Fourth graders attend formal art classes with an art teacher each week. They will create visual arts projects using a variety of materials and techniques and will be exposed to works of professional artists. At times their projects will be centered on specific themes related to classroom work. At CLC, students are taught that art is a form of communication and a means of expressing themselves. Through this communication and self-expression, art becomes a source of discovery and joy.


Every student in kindergarten through eighth grade attends a minimum of two 50 minute classes in physical education per week. To reflect the National Association of Sport and Physical Education standards by providing meaningful, appropriate games and activities, the elementary physical education program explores and promotes the development of skill-and health-related physical activity components.
Students also have at least 30 minutes of recess everyday.


Fourth graders attend weekly music classes taught by a professional music teacher. The classes strengthen and integrate basic music skills such as singing and harmonizing, rhythm, reading, writing, theoretical analysis and creating of music and instrument playing. Instruction is hands-on and energetic so that children develop enthusiasm for music as a means of artistic expression. They also learn active listening techniques as they listen to examples of traditional music from a variety of cultures.

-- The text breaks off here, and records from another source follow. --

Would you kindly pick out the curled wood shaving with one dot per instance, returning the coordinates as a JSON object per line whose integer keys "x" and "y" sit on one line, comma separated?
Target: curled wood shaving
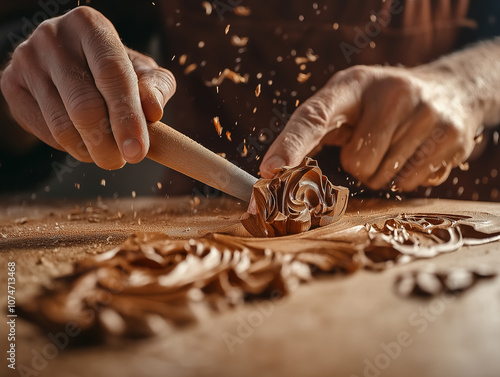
{"x": 295, "y": 200}
{"x": 190, "y": 68}
{"x": 151, "y": 282}
{"x": 258, "y": 90}
{"x": 239, "y": 42}
{"x": 218, "y": 126}
{"x": 431, "y": 282}
{"x": 303, "y": 77}
{"x": 208, "y": 7}
{"x": 242, "y": 11}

The Spanish Program in grades four and five continues the conversational approach to language acquisition using thematic units, games, poems, movement and literature. Listening to the Spanish language, developing good pronunciation and building vocabulary will continue to be the focus of each lesson. Within each lesson there will be the opportunity to learn and practice the mechanics of the language. Reading and writing Spanish will be introduces and practiced through worksheets and “libritos.”